筑波大学附属視覚特別支援学校で国際理解推進特別授業を実施

 去る12月5日、筑波大学附属視覚特別支援学校の中学3年生を対象に東京外国語大学特任助教のモハメド・オマル・アブディン氏を招き、国際理解教育推進のための特別授業を実施した。

 アブディン氏は生まれつき全盲でスーダン出身。16年前に来日し、福井県立盲学校、筑波技術大学、東京外国語大学、同大学院修士課程及び博士課程に学び、現在は同大学特任助教。  特別授業の中では、自身のスーダンでの学習環境を振り返り、日本の視覚障害の学習環境の現状がいかに恵まれているかといったことやスーダンの視覚障害者支援のために寄付を募り、点字盤を送る活動などを実施したことを紹介した。具体的にはスーダンでは視覚障害児の8割が小学校にさえ通えていないということや更に中学校に進学するには試験があり、狭き門になっているという現状が説明されたが、この現実は生徒にも衝撃的だったようである。

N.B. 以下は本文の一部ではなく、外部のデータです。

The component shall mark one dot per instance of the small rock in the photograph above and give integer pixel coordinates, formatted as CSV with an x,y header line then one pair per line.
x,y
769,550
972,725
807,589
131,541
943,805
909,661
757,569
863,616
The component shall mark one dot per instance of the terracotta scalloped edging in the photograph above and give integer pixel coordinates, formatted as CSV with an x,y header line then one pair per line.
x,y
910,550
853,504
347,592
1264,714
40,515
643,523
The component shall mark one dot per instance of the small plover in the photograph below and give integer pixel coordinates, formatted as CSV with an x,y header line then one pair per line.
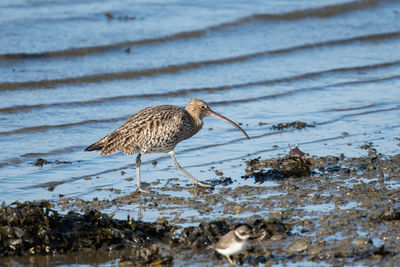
x,y
233,243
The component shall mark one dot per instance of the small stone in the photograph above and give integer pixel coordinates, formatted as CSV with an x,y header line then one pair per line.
x,y
297,246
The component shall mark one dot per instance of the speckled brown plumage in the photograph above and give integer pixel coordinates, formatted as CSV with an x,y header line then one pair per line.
x,y
153,129
157,129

 質疑応答では「日本食で何が好きですか。」や「日本に来てびっくりしたことは何ですか。」というような質問から「今の日本の政治をどう思いますか。」、「日本ハムの大谷選手の二刀流をどう思いますか。」などの幅広い質問が出されていた。生徒からは、「どの質問にも幅広い知識を基に、自分の意見を持ち、堂々と話しているのに驚いた。」、「外国の人に語ってもらい、より日本のことが理解できた。」というような感想が出され、日本と自分たちの環境を見つめ直し、グローバルな視野で自分の意見や考えをしっかりと持つことの大切さを学んだ国際理解の授業となった。